Jane spotted her standing in the doorway. “Tina,” she said brightly, “where have you been? You’ve got a hungry man waiting here.”
“Have I?”
“Yes. I hope you’re ready to take his order.”
In answer, Tina held up the pad.
“Then I’ll turn him over to you.” After smiling at Cole, Jane rose from the table. As usual, Tina’s older cousin wore black from head to toe and had shoulder-length dark hair. From the chair beside the one she’d been sitting in, she lifted one of the two cameras she had brought to the ranch with her. “Think I’ll go shoot some local color.”
As she left the room, Tina plastered a professional smile on her face and went toward Cole’s table.
In all the years since he had left Cowboy Creek, she had never let herself imagine him here at the ranch again. That would have been too poignant a reminder of the dream that would never come true.
Now that he was sitting in front of her, he was a reminder of all she needed to protect. “What are you doing here?” she demanded, keeping her voice low.
“Layne’s working this morning, so I thought I’d give her a break and bring Scott over for brunch. Since I was headed here, anyway.”
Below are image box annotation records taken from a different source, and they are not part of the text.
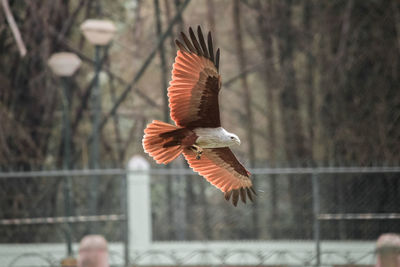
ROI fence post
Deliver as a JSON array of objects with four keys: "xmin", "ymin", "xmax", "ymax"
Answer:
[
  {"xmin": 311, "ymin": 172, "xmax": 321, "ymax": 267},
  {"xmin": 376, "ymin": 234, "xmax": 400, "ymax": 267},
  {"xmin": 78, "ymin": 235, "xmax": 110, "ymax": 267},
  {"xmin": 127, "ymin": 156, "xmax": 152, "ymax": 251}
]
She didn’t miss the unstated warning. He intended to make good on what he had told her the other night. He intended to see Robbie whether she wanted him to or not. She looked from the pot of coffee in front of him to his comfortably sprawled position at the table. Both told her he wouldn’t be in a rush to leave.
He gestured to the empty chair across from his. “Join me?”
“I’ve already eaten.” She clamped her hands around the order pad. She had work to do. A long list of reasons to stay away from him. A longer list of reasons to take Robbie out of this room. She had an even more pressing need to find out what Cole was up to. “Robbie is only a four-year-old,” she said, speaking softly but struggling to keep her tone even. “You can’t just walk in here out of nowhere and turn his life upside down.”
“You really think that’s what I’ve come to do?” He waved as if to brush the question away. “No, don’t answer that. I think I already know.”